Our leaf opens Decade II, book 4 of Pierre Bersuire’s translation of the great Roman historian Livy’s Ab urbe condita, on the second Punic war between Rome and Carthage (modern day Tunisia) in 215 BC. Around 1350, Jean le Bon, King of France (r. 1350-1364), commissioned French translations of all known works of Livy from Pierre Bersuire, a friend of Petrarch. Of the four French translations of Latin texts commissioned and promoted by the Kings of France, this leaf comes from the only text that is truly secular. This version became immensely popular at court even through to the period of King Charles VI (r. 1380-1422), when the parent manuscript for this leaf was produced.

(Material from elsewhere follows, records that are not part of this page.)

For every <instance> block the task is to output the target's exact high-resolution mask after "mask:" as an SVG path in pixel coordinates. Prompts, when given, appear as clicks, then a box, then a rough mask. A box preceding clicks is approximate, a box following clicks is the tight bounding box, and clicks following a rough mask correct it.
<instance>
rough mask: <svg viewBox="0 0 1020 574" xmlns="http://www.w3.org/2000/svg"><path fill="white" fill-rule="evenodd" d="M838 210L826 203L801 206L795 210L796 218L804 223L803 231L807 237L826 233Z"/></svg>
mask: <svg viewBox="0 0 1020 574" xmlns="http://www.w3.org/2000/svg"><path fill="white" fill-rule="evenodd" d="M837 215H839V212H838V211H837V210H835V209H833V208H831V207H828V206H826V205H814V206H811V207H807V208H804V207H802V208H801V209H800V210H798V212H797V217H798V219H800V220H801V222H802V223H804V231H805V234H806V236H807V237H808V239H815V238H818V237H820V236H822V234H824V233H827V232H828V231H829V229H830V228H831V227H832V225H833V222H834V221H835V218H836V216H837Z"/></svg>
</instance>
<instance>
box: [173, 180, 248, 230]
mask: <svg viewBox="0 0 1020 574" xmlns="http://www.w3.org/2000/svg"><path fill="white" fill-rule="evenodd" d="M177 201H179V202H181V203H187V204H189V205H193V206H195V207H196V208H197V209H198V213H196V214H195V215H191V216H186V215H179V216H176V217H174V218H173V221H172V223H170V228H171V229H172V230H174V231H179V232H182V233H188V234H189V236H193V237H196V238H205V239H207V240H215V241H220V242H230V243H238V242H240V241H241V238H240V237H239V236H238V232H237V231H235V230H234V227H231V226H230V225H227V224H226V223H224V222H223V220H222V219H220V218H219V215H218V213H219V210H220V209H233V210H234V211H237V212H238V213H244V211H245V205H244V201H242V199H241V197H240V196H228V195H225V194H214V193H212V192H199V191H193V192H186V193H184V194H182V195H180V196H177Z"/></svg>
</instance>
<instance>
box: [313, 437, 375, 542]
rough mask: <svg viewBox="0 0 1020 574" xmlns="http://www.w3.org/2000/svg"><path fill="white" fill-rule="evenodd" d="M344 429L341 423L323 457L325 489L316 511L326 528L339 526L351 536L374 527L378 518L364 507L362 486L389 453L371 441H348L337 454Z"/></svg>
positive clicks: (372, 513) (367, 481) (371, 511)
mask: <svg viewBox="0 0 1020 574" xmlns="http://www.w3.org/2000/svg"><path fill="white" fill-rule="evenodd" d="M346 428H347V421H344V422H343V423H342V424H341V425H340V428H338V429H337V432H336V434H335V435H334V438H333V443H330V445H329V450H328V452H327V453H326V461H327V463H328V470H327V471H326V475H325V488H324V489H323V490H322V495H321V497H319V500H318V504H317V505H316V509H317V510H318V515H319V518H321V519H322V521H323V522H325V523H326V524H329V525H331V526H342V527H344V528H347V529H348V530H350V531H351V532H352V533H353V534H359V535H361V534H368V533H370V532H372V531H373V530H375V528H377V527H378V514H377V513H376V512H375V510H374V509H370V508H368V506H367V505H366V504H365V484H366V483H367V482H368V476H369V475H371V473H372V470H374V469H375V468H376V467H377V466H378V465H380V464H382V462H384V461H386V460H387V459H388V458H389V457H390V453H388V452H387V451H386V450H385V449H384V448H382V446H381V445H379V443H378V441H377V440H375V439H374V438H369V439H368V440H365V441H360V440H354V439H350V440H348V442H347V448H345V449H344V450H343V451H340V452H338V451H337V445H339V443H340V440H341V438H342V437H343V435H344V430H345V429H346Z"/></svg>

Celebrated for his prolific output in Paris, the artist — Perrin Remiet (fl. 1383-1415) — illuminated many secular, historical volumes in the vernacular for the French royal court and other highly placed figures in the court’s orbit, including Dukes Jean de Berry and Louis d’Orléans. Remiet’s style has been described as looking back to the court style of the works produced for Charles V. His figures are rendered in demi-grisaille, with faces drawn in a cursory manner and inked over in strong black lines. Lead white pigment is used for skin and is touched with little, if any, shallow grey modelling. Faces are fleshy and terminate in defined, rounded chins, with noses drawn in strong diagonals reaching upward to connect with the eyebrow and down to nostrils in a short, straight horizontal line. The large, deep-set eyes have well-defined pupils in black ink, which respond animatedly to their scene’s action. Draperies for figures’ costumes drop heavily around bodies in colours like vivid orange, old rose, and lapis-lazuli blue mixed with white.